This project provides Python scripts for web scraping product information from Amazon. The project consists of two main scripts:
-
scrape.py
: This script scrapes product details, such as product titles and prices, from Amazon search results and saves the data to an Excel file. -
brand.py
: This script extends the functionality of the previous script by scraping additional information, specifically the brand of each product, and adds it to a new Excel file.
-
User-Agent Rotation: The scripts rotate through a list of user-agent strings to mimic different browsers, making the scraping process more like human behavior.
-
Random Delay: A random delay is introduced between requests to avoid overloading the server with too many requests in a short time.

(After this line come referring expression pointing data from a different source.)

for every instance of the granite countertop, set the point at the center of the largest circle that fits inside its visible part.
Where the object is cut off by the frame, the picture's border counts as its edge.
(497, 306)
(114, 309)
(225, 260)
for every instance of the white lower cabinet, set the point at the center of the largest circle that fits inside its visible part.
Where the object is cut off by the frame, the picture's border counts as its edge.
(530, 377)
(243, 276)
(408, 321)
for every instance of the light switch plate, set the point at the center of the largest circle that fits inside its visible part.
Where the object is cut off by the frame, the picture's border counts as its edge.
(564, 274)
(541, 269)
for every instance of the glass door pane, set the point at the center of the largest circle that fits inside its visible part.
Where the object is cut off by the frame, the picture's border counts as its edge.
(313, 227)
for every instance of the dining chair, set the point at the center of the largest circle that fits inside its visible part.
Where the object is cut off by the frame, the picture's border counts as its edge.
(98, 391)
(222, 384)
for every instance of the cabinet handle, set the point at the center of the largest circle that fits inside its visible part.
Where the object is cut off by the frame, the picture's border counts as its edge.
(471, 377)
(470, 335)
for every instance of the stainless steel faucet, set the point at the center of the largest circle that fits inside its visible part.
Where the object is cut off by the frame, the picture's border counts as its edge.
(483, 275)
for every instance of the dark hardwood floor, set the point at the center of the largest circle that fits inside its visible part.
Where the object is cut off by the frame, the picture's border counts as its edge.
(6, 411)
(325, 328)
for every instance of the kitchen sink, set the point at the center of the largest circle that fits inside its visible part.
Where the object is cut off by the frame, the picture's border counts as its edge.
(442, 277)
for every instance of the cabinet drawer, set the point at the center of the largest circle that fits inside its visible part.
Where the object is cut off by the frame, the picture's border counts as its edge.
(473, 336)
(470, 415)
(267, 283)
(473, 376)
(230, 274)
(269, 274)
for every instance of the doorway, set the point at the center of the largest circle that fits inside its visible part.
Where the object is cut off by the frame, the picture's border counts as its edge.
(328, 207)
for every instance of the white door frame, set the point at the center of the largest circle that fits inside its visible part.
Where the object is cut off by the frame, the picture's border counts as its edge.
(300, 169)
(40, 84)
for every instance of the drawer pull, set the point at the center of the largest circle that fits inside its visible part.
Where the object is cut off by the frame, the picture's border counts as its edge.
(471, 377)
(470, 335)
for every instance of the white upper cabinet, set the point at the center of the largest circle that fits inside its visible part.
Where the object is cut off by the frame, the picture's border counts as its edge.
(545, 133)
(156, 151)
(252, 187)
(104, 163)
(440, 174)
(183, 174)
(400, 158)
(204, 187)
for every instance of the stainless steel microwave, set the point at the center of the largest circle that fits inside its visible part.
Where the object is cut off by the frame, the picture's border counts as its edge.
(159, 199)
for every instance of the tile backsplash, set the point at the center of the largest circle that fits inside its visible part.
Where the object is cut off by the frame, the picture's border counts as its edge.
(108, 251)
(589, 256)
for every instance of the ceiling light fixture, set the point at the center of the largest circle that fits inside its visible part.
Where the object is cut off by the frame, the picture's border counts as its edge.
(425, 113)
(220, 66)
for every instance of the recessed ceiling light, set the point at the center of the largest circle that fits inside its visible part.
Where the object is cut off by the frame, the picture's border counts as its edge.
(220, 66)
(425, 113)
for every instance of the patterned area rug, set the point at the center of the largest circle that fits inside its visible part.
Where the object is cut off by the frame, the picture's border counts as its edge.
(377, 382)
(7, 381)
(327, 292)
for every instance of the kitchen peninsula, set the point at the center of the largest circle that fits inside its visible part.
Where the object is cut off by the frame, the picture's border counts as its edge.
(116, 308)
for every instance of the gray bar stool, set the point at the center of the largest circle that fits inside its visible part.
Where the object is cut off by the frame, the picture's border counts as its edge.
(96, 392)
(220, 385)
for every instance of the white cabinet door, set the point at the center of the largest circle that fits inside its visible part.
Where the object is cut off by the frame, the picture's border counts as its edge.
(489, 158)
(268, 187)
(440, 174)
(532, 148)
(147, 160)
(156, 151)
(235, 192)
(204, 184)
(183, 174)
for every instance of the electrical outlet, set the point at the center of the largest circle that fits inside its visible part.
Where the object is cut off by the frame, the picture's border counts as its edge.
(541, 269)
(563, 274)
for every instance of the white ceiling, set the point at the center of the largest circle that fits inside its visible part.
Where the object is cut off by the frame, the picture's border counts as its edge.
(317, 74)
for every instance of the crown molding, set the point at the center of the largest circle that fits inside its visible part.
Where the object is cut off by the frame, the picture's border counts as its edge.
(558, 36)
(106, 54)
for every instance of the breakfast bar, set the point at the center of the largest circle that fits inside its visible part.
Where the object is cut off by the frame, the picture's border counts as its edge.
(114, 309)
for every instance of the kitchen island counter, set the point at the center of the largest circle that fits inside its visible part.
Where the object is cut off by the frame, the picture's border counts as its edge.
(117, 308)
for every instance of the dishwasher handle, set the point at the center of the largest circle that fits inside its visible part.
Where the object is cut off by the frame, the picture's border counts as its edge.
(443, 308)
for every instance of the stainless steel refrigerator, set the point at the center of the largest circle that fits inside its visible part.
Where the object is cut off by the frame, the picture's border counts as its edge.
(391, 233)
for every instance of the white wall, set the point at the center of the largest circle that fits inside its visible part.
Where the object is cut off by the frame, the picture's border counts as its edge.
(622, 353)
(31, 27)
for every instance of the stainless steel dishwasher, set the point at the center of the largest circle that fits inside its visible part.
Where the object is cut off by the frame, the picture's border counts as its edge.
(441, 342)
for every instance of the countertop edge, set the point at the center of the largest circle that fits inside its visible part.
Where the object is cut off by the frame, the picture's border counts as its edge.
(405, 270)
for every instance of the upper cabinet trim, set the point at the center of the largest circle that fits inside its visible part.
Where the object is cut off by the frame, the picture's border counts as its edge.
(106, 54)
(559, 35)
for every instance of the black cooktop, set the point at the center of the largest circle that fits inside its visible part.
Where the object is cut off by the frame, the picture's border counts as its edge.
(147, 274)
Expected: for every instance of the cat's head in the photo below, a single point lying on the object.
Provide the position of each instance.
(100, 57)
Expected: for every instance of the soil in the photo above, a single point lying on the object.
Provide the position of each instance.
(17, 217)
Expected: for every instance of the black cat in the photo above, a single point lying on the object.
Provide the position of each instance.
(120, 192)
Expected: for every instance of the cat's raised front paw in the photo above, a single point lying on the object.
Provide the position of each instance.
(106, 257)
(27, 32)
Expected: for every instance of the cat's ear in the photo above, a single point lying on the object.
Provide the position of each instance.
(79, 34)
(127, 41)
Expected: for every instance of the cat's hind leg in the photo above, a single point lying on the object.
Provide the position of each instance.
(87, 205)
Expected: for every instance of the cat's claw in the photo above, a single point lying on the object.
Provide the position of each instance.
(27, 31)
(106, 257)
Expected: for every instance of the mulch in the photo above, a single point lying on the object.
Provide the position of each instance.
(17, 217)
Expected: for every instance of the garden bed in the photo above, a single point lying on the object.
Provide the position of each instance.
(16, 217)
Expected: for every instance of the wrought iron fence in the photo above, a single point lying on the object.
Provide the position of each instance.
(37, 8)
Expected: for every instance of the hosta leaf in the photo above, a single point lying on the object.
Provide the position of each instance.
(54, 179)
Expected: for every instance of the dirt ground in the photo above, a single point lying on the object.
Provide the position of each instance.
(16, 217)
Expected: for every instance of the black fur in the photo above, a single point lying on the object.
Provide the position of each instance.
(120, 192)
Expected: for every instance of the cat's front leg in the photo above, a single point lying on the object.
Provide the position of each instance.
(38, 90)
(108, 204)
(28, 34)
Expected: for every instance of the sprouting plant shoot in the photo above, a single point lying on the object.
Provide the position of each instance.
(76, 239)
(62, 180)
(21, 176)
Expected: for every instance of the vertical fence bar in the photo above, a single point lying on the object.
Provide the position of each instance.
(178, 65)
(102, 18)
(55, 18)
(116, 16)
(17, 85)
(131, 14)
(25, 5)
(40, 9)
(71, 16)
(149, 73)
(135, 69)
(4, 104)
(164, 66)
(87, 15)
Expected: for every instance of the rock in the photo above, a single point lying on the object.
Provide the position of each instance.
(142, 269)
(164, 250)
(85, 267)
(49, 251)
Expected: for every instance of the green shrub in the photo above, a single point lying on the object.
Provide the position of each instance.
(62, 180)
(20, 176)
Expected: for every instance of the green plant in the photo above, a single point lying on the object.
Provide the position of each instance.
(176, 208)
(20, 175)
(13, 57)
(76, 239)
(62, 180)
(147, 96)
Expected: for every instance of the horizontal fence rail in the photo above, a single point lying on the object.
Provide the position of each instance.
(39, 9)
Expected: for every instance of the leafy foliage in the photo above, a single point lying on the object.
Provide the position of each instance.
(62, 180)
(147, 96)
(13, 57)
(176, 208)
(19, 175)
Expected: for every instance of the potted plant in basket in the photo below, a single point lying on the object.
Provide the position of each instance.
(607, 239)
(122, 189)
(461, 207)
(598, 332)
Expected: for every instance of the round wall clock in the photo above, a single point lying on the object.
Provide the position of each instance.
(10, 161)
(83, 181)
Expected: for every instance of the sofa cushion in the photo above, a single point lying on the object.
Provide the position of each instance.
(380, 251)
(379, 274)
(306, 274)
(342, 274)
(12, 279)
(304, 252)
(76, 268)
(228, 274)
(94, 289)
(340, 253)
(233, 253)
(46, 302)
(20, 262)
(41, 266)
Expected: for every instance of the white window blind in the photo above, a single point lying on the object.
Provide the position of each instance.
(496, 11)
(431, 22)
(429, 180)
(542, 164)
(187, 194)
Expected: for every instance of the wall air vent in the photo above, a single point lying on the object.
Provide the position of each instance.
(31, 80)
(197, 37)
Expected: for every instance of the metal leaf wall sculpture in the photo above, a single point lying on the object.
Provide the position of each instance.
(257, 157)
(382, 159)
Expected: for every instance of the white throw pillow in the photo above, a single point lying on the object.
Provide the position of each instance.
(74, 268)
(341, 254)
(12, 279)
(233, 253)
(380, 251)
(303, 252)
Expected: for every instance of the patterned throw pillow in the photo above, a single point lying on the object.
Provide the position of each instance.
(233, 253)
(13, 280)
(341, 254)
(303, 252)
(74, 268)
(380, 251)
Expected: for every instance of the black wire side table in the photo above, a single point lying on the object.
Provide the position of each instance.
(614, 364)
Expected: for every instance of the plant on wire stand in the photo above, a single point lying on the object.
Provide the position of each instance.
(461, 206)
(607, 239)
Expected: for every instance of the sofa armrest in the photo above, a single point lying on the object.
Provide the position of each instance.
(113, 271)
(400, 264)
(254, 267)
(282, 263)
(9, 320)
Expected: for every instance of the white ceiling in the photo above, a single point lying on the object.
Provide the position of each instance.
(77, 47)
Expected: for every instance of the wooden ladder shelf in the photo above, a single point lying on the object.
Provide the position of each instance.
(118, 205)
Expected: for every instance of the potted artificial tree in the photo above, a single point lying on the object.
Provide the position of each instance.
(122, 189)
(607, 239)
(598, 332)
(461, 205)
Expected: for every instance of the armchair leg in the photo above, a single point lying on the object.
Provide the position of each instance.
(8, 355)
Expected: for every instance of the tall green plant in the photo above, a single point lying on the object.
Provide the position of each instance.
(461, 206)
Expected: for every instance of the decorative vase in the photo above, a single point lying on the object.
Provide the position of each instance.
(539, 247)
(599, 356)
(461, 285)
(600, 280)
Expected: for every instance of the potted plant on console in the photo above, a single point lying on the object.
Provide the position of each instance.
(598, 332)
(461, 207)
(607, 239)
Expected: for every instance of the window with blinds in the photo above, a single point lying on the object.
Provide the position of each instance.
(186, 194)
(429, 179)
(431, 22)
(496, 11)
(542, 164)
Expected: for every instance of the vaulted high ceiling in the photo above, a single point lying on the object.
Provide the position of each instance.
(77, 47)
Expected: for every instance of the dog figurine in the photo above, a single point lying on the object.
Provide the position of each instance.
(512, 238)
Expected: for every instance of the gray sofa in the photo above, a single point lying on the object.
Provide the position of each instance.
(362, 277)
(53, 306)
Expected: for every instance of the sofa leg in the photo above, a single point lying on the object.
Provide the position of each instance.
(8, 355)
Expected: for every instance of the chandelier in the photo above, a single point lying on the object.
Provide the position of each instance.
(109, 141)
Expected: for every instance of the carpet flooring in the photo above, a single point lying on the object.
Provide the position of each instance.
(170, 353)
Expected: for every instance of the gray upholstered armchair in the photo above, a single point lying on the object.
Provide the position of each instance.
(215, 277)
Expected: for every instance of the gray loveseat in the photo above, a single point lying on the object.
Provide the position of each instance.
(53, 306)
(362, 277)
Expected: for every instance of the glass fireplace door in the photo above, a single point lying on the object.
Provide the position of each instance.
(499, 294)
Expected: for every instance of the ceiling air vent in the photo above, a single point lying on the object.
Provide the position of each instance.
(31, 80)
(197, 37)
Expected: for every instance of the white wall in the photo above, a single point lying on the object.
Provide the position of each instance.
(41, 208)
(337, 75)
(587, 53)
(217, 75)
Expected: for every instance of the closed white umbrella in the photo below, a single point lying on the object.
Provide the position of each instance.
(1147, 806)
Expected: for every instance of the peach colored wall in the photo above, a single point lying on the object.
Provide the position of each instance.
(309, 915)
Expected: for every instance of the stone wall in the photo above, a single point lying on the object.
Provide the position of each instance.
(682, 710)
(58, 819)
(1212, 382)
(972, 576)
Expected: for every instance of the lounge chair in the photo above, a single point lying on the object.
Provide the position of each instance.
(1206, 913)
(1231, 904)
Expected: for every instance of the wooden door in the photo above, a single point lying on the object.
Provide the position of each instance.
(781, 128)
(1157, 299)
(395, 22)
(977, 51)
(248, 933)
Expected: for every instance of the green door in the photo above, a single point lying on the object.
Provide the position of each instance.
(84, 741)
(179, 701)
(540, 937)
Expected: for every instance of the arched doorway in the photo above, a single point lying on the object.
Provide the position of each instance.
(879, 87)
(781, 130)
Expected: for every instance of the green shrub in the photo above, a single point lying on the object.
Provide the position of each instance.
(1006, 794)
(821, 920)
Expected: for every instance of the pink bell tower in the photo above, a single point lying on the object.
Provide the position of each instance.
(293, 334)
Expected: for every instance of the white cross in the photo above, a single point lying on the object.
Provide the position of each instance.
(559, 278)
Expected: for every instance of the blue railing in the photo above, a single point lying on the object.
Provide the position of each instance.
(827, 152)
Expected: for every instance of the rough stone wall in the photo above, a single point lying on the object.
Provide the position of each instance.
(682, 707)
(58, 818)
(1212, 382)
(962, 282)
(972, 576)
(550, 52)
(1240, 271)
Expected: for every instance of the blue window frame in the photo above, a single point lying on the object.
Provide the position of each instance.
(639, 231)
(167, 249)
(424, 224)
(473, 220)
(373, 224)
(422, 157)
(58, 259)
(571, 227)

Before running the scripts, ensure you have the following prerequisites:
- Python 3.x (Python 3.3 or later is recommended)
virtualenv
(optional but recommended for managing dependencies)
Create a virtual environment (Optional):
-
python -m venv venv
-
Activate the virtual environment:
On Windows:
venv\Scripts\activate
On macOS and Linux:
source venv/bin/activate
-
pip install requests beautifulsoup4 openpyxl pandas
-
Or to install the dependencies from the requirements.txt file, you can use the following command:
pip install -r requirements.txt
- To run scrape.py, use:
python scrape.py
- Input your URL via the console.
This script scrapes product titles and prices from Amazon search results and saves the data to an Excel file named products.xlsx.
- To run brand.py, use:
python brand.py
This script extends the functionality by scraping brand information and adding it to an Excel file named final.xlsx.
deactivate
- scrape.py: The main Python script for scraping product titles and prices.
- numprod.py: The script for scraping brand information and updating the Excel file.
- README.md: This documentation file.
- Requests - For making HTTP requests.
- Beautiful Soup - For parsing HTML content.
- openpyxl - For working with Excel files.
- pandas - For data manipulation and handling DataFrames.